Я уже писала о нем. Это Кривицкий, работавший врачом на этапном пароходе «Джурма». Тот, который положил меня в тюремный изолятор, сдал в Магадане в больницу и этим спас от смерти. А в сорок первом, на прииске Джелгала, он стал сексотом и под диктовку оперуполномоченного Федорова подписал протоколы, в которых излагались «факты антисоветской агитации Вальтера в бараке». Это послужило основанием для нового суда и нового – третьего! – срока. На суде Кривицкий бесстыдно произносил свою провокаторскую стряпню прямо в лицо Антону и очень облегчил суду решение о свежем десятилетнем сроке. Вообще этот несчастный, видимо, скатился очень далеко на своем страшном пути, потому что уже в шестидесятых годах, в Москве, я натолкнулась на имя Кривицкого, читая лагерные записки Варлама Шаламова. Кривицкий фигурирует там в той же омерзительной роли.

Не знаю, жив ли он сейчас. Вряд ли. Ведь уже тогда, зимой сорок шестого, его привезли на Беличье после инсульта, с параличом руки, ноги и частично языка. Узнав, что я здесь, он прислал мне с санитаром записку. Странными каракулями, написанными, видимо, левой рукой, он звал меня навестить его. О том, что я имею отношение к Антону Вальтеру, он, конечно, не знал. Не предполагал, очевидно, и того, что мне известны его иудины подвиги.

Больше недели я не шла к нему, только пересылала через Грицька свой сахар. Потом доктор Баркан, которого вызывали туда на консультацию, сказал мне с кривой усмешкой:

– Что же это вы ускоряете смерть Кривицкого! Просто с ума сходит, что вы к нему не идете. А после такого инсульта малейшее волнение…
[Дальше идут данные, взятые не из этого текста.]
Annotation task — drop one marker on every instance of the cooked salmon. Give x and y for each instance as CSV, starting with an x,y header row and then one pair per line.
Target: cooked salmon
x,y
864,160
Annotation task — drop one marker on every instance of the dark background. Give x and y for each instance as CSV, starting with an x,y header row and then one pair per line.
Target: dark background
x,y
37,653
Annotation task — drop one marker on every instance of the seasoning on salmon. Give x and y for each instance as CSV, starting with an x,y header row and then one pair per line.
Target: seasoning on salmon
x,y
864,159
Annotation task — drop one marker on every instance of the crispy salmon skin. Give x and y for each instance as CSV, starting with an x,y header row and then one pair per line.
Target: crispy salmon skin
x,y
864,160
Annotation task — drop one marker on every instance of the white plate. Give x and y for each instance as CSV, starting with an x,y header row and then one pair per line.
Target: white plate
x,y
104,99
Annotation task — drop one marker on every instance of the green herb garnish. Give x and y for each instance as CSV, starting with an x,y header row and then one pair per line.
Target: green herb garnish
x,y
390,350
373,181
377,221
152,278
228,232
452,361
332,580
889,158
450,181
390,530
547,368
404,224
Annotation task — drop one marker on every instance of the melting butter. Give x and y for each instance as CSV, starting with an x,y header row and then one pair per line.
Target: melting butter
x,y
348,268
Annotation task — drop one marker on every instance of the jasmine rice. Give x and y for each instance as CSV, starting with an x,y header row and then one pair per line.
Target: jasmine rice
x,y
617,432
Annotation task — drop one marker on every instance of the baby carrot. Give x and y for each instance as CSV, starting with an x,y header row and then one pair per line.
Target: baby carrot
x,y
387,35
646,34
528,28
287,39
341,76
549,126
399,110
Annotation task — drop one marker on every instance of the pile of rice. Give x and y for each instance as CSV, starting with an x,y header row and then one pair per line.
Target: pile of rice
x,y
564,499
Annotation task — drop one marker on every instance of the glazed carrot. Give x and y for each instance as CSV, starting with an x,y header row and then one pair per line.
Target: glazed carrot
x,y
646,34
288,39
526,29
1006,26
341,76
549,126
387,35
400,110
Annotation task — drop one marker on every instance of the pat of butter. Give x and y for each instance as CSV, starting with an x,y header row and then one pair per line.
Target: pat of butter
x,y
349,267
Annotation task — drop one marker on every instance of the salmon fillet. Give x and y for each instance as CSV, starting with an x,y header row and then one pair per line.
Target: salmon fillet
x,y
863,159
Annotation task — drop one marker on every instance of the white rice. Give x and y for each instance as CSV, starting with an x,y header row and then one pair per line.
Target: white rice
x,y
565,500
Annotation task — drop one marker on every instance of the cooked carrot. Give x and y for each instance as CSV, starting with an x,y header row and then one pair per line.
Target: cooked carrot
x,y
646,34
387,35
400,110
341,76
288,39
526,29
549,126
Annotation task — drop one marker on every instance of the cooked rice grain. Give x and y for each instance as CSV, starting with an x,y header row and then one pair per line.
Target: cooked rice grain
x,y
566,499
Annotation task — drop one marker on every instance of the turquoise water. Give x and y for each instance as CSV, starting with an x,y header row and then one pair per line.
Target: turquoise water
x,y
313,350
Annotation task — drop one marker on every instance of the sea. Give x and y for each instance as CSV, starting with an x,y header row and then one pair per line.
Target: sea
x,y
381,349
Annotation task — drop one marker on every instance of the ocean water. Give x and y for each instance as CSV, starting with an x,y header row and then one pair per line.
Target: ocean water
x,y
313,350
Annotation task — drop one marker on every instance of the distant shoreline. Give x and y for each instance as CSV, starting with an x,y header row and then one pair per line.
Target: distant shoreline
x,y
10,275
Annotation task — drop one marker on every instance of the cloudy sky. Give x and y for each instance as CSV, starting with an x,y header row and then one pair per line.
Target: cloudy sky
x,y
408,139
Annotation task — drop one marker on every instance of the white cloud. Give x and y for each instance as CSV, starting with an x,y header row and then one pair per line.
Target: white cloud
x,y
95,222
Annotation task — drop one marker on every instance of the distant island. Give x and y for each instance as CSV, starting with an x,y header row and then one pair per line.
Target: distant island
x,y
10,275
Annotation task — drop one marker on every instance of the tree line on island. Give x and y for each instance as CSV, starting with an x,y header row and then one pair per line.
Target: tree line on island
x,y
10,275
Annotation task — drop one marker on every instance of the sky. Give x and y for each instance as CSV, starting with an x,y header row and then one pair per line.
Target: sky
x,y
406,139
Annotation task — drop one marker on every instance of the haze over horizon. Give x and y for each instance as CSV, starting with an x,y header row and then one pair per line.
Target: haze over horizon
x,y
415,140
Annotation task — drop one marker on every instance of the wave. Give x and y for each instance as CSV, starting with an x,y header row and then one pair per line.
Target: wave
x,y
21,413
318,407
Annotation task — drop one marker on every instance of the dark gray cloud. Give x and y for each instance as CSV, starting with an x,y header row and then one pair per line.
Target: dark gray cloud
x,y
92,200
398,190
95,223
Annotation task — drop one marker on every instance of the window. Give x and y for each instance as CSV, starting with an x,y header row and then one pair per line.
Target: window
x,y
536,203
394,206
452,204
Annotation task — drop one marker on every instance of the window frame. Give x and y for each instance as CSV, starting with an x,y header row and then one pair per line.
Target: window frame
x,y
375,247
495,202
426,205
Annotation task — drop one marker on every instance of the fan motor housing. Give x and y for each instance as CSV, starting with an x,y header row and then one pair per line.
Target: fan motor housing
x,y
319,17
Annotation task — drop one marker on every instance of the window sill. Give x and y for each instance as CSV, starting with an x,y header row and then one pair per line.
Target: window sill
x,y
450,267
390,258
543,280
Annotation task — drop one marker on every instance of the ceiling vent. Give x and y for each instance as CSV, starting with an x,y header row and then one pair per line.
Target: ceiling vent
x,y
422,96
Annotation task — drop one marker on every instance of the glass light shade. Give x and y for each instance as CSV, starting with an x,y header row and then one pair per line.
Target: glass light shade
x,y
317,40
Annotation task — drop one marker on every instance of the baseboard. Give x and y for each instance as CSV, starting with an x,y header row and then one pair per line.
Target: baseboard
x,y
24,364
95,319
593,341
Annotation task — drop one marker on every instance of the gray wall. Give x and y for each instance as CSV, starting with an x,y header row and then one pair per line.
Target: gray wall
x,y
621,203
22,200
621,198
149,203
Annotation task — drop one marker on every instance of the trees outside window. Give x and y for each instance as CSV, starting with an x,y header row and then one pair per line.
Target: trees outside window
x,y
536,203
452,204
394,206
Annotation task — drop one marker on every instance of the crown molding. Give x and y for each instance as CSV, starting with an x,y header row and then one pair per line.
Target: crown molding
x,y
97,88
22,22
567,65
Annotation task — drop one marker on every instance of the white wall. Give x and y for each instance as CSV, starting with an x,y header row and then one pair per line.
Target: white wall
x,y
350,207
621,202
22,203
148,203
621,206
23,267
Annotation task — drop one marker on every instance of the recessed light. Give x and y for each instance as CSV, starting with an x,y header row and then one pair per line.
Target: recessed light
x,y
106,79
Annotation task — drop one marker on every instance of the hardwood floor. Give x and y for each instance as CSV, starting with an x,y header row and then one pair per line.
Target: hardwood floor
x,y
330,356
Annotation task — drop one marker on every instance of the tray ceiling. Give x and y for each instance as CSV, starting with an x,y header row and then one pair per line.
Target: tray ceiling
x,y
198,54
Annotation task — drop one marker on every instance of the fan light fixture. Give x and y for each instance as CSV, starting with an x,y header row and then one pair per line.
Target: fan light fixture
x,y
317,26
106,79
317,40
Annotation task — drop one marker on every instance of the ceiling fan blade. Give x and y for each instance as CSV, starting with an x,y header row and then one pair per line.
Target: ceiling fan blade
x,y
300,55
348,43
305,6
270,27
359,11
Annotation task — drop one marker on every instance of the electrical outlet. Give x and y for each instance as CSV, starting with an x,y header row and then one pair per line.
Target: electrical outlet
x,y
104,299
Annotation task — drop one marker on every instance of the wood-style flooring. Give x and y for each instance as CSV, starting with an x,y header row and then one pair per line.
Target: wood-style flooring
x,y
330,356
Я пошла. За несколько дней до того к нему вернулась речь. Косноязычная, неразборчивая, но все-таки вернулась. Он был в состоянии острого возбуждения. Говорил непрерывно. Это было обличительное слово. Он клеймил меня позором за черную неблагодарность. Если бы не он, разве я выжила бы тогда, на «Джурме»? А теперь, когда он в беде, я не хочу даже навестить его. Вот, явилась на двадцатый день…
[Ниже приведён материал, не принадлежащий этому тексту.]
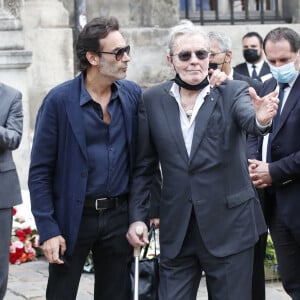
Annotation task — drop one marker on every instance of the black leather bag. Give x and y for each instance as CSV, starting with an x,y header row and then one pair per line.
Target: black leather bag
x,y
148,271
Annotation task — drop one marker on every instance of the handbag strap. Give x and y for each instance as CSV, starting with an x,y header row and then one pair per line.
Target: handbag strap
x,y
150,235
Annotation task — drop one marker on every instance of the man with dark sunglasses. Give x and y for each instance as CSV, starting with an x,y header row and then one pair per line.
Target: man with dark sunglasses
x,y
210,217
81,166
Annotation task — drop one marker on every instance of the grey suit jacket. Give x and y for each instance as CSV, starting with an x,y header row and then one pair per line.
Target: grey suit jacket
x,y
11,126
214,179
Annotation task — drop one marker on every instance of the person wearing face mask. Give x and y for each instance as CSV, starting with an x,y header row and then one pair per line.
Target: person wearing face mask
x,y
276,164
254,66
220,58
210,217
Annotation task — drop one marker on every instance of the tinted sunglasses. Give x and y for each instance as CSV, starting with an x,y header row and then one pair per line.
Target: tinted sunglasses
x,y
119,53
186,55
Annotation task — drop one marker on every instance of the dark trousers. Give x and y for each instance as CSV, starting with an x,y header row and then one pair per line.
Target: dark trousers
x,y
228,278
105,234
5,237
258,278
287,247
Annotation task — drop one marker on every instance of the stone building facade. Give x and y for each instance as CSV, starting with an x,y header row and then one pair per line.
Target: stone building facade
x,y
42,33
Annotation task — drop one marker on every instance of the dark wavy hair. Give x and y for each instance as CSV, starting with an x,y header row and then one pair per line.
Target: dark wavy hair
x,y
284,33
89,39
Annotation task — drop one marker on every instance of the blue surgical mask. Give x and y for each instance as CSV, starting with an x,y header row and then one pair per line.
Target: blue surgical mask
x,y
285,73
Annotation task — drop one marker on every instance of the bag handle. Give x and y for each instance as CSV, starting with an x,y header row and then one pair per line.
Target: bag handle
x,y
150,235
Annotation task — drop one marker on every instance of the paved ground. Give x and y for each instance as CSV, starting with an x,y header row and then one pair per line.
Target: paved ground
x,y
28,281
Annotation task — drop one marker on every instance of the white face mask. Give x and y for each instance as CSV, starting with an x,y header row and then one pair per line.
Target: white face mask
x,y
285,73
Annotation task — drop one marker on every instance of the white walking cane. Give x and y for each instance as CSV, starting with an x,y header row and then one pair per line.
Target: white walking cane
x,y
136,254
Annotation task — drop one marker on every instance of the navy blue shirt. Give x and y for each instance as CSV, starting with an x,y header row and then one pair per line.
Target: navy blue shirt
x,y
107,151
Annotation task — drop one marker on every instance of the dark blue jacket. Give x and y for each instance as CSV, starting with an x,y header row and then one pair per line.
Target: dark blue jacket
x,y
59,169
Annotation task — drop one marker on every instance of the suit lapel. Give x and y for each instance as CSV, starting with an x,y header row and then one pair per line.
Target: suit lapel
x,y
75,116
201,121
171,111
290,103
127,113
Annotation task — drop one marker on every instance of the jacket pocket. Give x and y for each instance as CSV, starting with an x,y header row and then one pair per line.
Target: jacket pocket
x,y
240,197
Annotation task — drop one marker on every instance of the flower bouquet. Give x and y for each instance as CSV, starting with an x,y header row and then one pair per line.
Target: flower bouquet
x,y
24,245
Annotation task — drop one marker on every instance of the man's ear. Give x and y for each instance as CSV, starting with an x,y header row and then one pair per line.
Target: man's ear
x,y
92,58
170,59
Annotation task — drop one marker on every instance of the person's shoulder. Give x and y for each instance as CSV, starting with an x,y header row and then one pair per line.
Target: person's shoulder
x,y
235,84
164,86
240,66
64,89
128,85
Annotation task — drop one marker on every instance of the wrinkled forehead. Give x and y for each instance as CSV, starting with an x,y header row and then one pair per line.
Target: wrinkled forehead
x,y
191,42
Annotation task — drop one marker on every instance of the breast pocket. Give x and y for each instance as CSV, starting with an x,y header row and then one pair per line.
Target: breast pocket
x,y
240,197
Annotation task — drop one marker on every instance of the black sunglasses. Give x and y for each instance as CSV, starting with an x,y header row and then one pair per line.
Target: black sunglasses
x,y
119,53
186,55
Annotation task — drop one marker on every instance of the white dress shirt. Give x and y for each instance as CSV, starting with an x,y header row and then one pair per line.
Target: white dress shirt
x,y
187,125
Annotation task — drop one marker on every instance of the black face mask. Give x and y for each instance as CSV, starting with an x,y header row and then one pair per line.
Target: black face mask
x,y
190,87
251,55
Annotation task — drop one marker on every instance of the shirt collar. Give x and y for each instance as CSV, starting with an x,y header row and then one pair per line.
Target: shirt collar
x,y
174,91
85,97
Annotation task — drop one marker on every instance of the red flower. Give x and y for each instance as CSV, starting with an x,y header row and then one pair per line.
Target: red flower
x,y
24,244
20,234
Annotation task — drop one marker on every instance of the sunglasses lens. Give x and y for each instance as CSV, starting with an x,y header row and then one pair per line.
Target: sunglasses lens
x,y
184,56
201,54
120,53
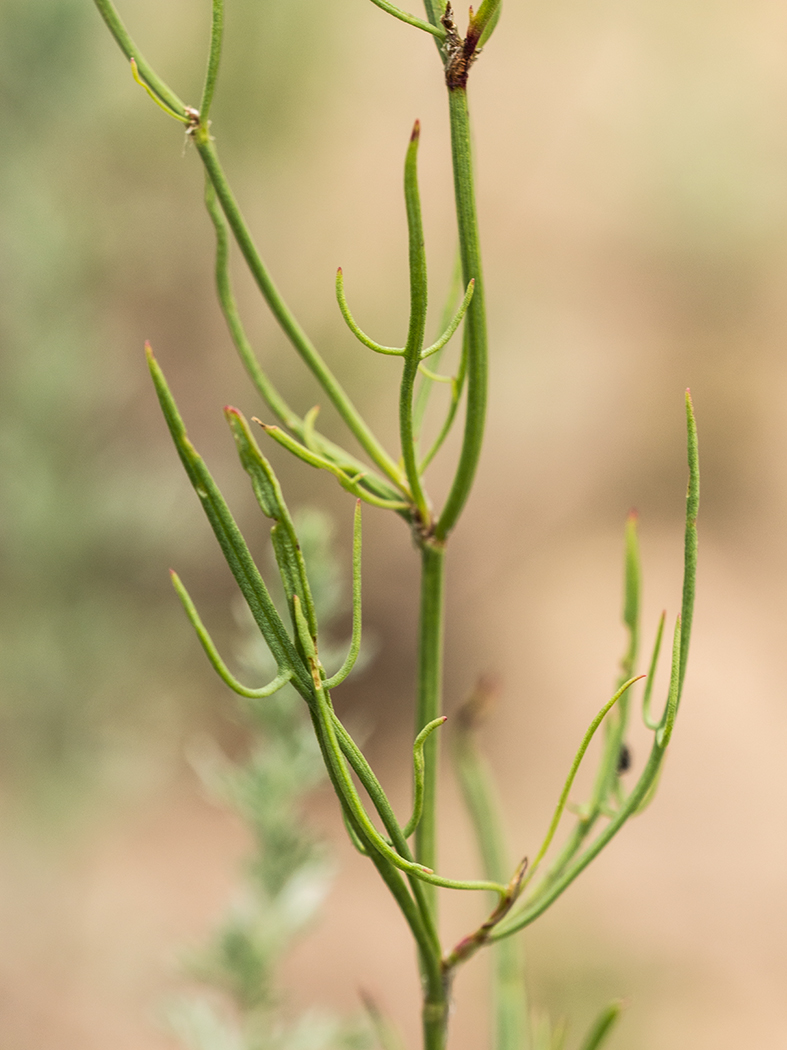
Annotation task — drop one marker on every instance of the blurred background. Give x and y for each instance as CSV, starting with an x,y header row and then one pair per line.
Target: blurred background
x,y
632,176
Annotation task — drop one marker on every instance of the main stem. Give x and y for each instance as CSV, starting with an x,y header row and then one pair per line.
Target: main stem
x,y
475,321
427,708
432,549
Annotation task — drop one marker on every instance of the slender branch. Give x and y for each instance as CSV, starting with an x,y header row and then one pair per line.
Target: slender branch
x,y
347,791
509,992
458,384
689,558
355,644
418,776
422,397
353,484
602,1026
416,330
651,676
429,693
212,653
230,540
129,48
264,387
281,312
573,772
403,16
475,326
453,324
353,326
214,56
Что было отвечать? Объяснять причину моей черной неблагодарности – значило спровоцировать ухудшение его болезни. Молчать? Невыносимо. Он вызывал во мне скользкое чувство брезгливости не только тем, что я знала о его прошлом, но и своим нынешним видом. Его мутные, уже готовые остуденеть глаза все еще источали хитрость и ложь. Рот был перекошен не только параличом, но и великой злобой. Я положила на тумбочку сверток с едой и молча вышла.

Прошло несколько дней, и я узнала, что у Кривицкого – второй удар. Теперь он опять без языка и почти неподвижен. Только левая рука еще жива, и вот он написал мне записку. Передавая мне ее, наш старший санитар сказал:

– Наболтали там ему новые больные, что вы знаете, кто дал доктору Вальтеру третий срок.
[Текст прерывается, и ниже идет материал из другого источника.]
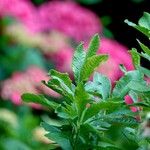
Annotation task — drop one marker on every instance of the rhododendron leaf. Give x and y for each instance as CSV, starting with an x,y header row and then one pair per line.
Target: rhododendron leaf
x,y
62,77
145,21
144,30
90,65
95,108
145,71
124,85
93,46
81,98
60,88
58,136
61,83
135,57
67,112
39,99
78,61
144,48
101,85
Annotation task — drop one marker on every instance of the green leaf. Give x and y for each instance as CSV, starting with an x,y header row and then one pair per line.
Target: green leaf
x,y
78,61
81,98
67,112
144,48
95,108
145,71
61,77
93,46
101,85
123,86
58,136
39,99
61,83
145,21
91,64
15,144
135,57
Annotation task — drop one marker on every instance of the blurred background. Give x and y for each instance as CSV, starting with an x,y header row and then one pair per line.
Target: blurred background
x,y
38,35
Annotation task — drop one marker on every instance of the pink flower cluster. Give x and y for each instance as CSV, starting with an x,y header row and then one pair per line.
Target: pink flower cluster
x,y
55,15
71,19
22,82
117,55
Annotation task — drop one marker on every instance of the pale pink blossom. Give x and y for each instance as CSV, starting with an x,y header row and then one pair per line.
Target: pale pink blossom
x,y
118,54
129,101
70,18
21,10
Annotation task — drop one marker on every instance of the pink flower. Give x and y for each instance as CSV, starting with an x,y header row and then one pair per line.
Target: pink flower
x,y
70,18
117,55
26,82
22,10
129,101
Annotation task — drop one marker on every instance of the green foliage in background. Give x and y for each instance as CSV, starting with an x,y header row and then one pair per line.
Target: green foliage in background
x,y
94,114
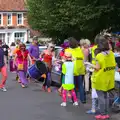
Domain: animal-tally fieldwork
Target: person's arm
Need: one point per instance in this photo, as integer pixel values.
(42, 54)
(30, 59)
(30, 50)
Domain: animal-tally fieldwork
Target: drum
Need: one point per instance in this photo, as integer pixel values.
(36, 70)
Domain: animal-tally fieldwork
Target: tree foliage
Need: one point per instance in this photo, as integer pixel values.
(78, 18)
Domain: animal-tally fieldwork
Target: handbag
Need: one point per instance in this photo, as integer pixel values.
(117, 76)
(20, 66)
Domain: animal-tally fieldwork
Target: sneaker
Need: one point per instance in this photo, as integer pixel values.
(49, 90)
(91, 112)
(23, 86)
(75, 104)
(64, 104)
(103, 117)
(98, 116)
(43, 88)
(4, 89)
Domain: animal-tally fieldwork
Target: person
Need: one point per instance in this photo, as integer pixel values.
(34, 50)
(79, 68)
(64, 46)
(68, 79)
(103, 76)
(12, 55)
(22, 56)
(3, 68)
(85, 45)
(94, 95)
(5, 48)
(18, 43)
(12, 49)
(48, 55)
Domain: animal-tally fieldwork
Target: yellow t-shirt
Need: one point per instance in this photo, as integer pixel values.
(104, 78)
(78, 59)
(93, 53)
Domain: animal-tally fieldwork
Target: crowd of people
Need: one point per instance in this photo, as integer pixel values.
(84, 67)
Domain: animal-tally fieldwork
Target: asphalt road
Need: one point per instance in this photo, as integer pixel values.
(33, 104)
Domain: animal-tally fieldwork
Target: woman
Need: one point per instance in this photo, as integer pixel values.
(34, 50)
(103, 76)
(21, 61)
(47, 56)
(79, 68)
(3, 68)
(85, 45)
(12, 55)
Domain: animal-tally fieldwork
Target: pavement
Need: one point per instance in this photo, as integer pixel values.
(33, 104)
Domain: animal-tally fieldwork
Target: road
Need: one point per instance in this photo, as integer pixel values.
(33, 104)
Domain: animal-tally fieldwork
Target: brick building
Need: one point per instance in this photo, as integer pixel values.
(13, 21)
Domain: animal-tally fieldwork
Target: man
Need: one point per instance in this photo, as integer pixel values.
(3, 68)
(34, 50)
(6, 48)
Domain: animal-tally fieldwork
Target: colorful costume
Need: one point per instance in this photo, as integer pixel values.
(22, 65)
(68, 80)
(79, 71)
(48, 60)
(34, 52)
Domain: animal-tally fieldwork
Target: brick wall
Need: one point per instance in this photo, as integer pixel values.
(14, 19)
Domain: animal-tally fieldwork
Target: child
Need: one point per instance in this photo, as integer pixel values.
(94, 93)
(68, 79)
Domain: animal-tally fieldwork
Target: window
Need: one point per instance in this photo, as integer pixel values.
(20, 36)
(20, 19)
(2, 37)
(9, 19)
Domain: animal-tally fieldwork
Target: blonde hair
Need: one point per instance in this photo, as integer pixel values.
(84, 42)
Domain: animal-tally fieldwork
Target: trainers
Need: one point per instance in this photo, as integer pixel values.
(64, 104)
(49, 90)
(103, 117)
(91, 112)
(43, 88)
(4, 89)
(98, 116)
(75, 103)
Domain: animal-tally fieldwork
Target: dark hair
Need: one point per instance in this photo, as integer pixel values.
(103, 44)
(73, 42)
(12, 44)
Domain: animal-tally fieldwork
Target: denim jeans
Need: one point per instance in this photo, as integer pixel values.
(78, 81)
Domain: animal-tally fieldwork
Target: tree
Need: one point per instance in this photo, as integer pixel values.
(78, 18)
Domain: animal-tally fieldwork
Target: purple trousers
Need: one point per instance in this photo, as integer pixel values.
(22, 77)
(22, 74)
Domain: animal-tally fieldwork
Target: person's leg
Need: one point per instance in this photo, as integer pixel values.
(103, 101)
(22, 78)
(64, 97)
(49, 81)
(81, 89)
(87, 82)
(94, 102)
(4, 76)
(74, 95)
(75, 83)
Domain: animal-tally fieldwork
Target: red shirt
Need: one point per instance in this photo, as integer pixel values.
(21, 56)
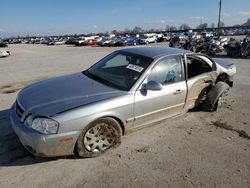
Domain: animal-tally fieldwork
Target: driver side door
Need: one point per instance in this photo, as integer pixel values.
(151, 106)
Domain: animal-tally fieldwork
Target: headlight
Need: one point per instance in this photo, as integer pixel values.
(43, 125)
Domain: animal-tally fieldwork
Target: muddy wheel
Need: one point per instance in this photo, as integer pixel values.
(98, 137)
(215, 96)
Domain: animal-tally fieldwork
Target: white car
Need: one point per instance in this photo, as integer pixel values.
(4, 53)
(148, 39)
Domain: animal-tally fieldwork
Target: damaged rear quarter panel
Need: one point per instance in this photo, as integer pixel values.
(196, 85)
Мы втроем разбирали записку. Она была довольно пространная, но в иероглифах этих почти невозможно было разобраться. Смогли мы прочесть только слова «Простите» и «Умру завтра»…

Да, его левая рука еще была жива. Она судорожно хватала меня за полу халата, она метушилась по одеялу, в ней была какая-то особая сила выразительности. Именно по руке я поняла, что он просит прощения… Глаза его были закрыты. Я села на табуретку, наклонилась к нему и шепотом сказала:

– Вы мне сделали добро. Я помню это. А остальное… Я рада, что вы просите за это прощения. Я уверена, что Вальтер простит, когда я расскажу ему о ваших мучениях. Я проклинаю тех, кто воспользовался вашей слабостью.

Один его глаз открылся. Из него лились слезы, и он был живой, незлой, несчастный.

…И еще раз пришлось мне наблюдать на Беличьем, как может корчить человека от мук угрызений совести и как сравнительно с этой пыткой ничего не стоят ни тюрьма, ни голод, ни, может быть, и сама смерть.